New York Insurance Coverage Law Update

December 27, 2023 | Alan C. Eagle | Insurance Coverage

Second Circuit Finds That Criminal Activities Exclusion Defeats Coverage For Disability Benefits

Jason Brand made a claim for disability benefits under his disability policy with Principal Life Insurance Company on the basis that he was totally disabled by extreme anxiety that began in July 2014 after a warrant was served on him by the New York State Attorney General’s Office. Fifteen months after making the claim, Brand entered into a plea agreement in which he admitted to committing felony crimes in connection with his business between 2009 and 2015, including enterprise corruption, insurance fraud and grand larceny. Brand’s policy contained a Criminal Activities Exclusion, which excluded coverage when an insured’s commission of a felony “in whole or in part … contribute[s] to” the insured’s “injury or [s]ickness.” The United States Court of Appeals for the Second Circuit affirmed the trial court’s granting of summary judgment to Principal, reasoning that Brand’s commission of the felonies necessarily “caused” or “contributed” to the anxiety that formed the basis of his disability claim. The Second Circuit also remanded the case back to the trial court to address Principal’s claim that the policy should be deemed void and rescinded based on Brand’s fraud in obtaining the policy or submitting his claim. The Court found the recission claim justiciable, rejecting the trial court’s determination that the claim was mooted by the finding of no coverage based on the exclusion [Principal Life Ins. v. Brand, 2023 U.S. App. LEXIS 31632 (2d Cir. Nov. 30, 2023).]

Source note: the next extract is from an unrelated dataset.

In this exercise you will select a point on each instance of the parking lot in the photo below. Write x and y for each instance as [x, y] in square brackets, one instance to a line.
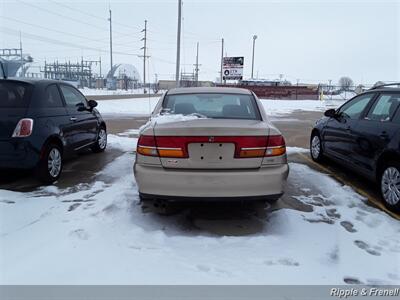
[329, 227]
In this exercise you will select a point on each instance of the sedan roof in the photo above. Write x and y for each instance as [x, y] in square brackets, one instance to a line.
[213, 90]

Southern District Rules That Coverage Action Meets Federal Amount-In-Controversy Requirement Based On Record Outside Pleadings

Greater New York Insurance Company (GNY) filed an action in state court against Kinsale Insurance Company seeking a declaration that Kinsale was obligated to defend GNY’s insured in an underlying personal injury action. Kinsale removed the action to federal court, and GNY moved to remand the case back to state court claiming that the case did not meet the federal $75,000 amount-in-controversy requirement. The United States District Court for the Southern District of New York denied GNY’s motion, reasoning that Kinsale established a “reasonable possibility” that defense costs in the underlying action will exceed $75,000. Although GNY’s complaint and Kinsale’s petition for removal did not establish the amount in controversy, the court stressed that a district court may consider documents outside the pleadings to determine the amount in controversy. Because the plaintiff’s bill of particulars in the underlying action revealed spine, shoulder and knee injuries likely requiring the defense to retain several experts, the court concluded that defense of the action would almost certainly cost more than $75,000, which is enough to support jurisdiction. The court also granted Kinsale’s motion to compel arbitration as required under its policy. [Ins. Co. of Greater N.Y. v. Kinsale Ins. Co., 2023 U.S. Dist. LEXIS 204754 (S.D.N.Y. Nov. 15, 2023).]

Southern District Refuses To Compel Appraisal Before Resolution Of Coverage Issues

7Group LLC’s property in Florida was damaged during Hurricane Ian. 7Group made a claim under its property policy with Mt. Hawley Insurance Company, which allegedly underpaid 7Group’s claim. 7Group sued and moved to compel an appraisal and to stay the coverage action pending the outcome of the appraisal. The United States District Court for the Southern District of New York enforced the New York choice-of-law provision in the policy and denied the motion, reasoning that an appraisal was premature pending resolution of the scope of coverage under the policy. [7Grp., LLC v. Mt. Hawley Ins. Co., 2023 U.S. Dist. LEXIS 207442 (S.D.N.Y. Nov. 20, 2023).]